The level of savings from this would depend on how much health care expenses increase in the future, how much legislators cut back this benefit and whether the reforms are applied to current retirees or to future ones only. In fiscal 2011, MPSERS employers paid $795 million to retiree medical care benefits. The first-year “transition cost” would be $360 million — nearly half of the 2011 retiree medical coverage payments.
This figure does not mean legislators would need to cut retiree medical costs in half, since reductions to retiree medical coverage would not have to net $360 million in savings each year. The “transition cost” for the amortization payments is lower in subsequent years, and the Legislature has already set aside $133 million that can be used to mitigate the upfront “transition costs.”
It is worth noting that the state has scaled retiree medical benefits back in the past. The state's 1996 reforms revised MSERS retiree benefits to require 30 years of service before an employee received 90 percent of a retiree’s health care premium, with employees earning 3 percent of the health care premium for each year of service. Previously, an employee was fully vested in retiree health benefits after just 10 years of service.
[*] Note that MSERS has a similar OPEB gap between assets set aside and benefits earned under the state’s current policies. Also note that the Legislature has closed the MSERS OPEB plan to new members as of Jan. 1, 2012. These MSERS members are instead offered a higher employer payment to their defined-contribution plan and a small deposit to a health reimbursement account upon retirement. Bethany Wicksall, “A Summary of House Bills 4701 and 4702 as Enacted,” (Michigan House Fiscal Agency, 2011), http://goo.gl/siUab (accessed March 4, 2012).

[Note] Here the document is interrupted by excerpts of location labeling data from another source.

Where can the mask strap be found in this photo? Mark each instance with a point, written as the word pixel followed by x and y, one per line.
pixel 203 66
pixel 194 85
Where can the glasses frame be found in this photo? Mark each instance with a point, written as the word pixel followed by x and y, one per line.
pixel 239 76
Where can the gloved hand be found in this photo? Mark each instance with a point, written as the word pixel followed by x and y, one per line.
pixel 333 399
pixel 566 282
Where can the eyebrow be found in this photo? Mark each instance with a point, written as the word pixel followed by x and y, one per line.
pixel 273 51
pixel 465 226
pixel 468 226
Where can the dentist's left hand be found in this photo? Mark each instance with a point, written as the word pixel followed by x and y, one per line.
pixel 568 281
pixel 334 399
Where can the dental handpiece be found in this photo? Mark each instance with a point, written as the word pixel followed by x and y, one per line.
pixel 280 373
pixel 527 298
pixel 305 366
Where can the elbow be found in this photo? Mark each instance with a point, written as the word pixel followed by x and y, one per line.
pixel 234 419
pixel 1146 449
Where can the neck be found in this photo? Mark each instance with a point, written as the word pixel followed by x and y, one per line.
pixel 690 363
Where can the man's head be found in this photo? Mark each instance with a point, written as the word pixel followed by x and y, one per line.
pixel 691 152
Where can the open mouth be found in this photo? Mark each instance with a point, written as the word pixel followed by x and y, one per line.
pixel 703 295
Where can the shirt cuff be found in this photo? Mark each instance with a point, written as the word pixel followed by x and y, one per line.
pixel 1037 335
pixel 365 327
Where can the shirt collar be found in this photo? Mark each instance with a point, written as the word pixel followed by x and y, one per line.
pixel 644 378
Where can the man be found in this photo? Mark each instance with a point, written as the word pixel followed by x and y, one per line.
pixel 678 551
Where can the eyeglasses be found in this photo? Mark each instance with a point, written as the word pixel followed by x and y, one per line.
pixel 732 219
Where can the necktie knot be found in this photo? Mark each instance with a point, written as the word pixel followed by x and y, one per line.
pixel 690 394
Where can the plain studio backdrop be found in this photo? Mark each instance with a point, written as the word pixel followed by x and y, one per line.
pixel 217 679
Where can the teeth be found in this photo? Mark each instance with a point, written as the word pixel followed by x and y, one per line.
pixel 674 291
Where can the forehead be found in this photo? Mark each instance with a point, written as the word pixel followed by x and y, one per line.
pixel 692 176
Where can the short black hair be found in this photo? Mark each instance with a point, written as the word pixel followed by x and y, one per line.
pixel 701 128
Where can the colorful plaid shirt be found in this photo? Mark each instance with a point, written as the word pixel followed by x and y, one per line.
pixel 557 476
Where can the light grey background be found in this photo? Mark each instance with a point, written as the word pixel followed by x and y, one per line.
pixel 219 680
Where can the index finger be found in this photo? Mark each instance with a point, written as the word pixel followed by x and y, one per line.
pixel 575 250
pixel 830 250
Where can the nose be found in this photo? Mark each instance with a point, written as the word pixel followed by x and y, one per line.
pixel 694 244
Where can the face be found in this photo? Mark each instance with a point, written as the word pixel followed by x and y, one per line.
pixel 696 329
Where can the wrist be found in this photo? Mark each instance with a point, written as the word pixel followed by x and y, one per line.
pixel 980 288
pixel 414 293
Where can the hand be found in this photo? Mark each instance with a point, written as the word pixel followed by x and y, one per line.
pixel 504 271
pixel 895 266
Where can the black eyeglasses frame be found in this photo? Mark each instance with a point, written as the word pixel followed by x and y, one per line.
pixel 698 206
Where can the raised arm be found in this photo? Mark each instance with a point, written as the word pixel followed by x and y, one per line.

[†] In Studier v Michigan Public School Employees’ Retirement Board, the Michigan Supreme Court ruled that “health care benefits paid to public school retirees [do not] constitute ‘accrued financial benefits’ subject to protection from diminishment or impairment” under Article 9, Section 24, of the Michigan Constitution. Studier v Michigan Public School Employees’ Retirement Board, 472 Mich 642, A-1 (2005).
[‡] It should be noted that the most important determinant of health does not appear to be the expense of health insurance. See Robert H. Brook et al., “The Effect of Coinsurance on the Health of Adults: Results from the Rand Health Insurance Experiment,” (The RAND Corporation, 1984), http://www.rand.org/pubs/reports/2006/R3055.pdf (accessed Jan. 24, 2012). Thus, while retiree medical insurance benefits may reduce the financial risk attendant on paying for health care, the health benefits are likely inconsequential, especially given the availability of Medicare.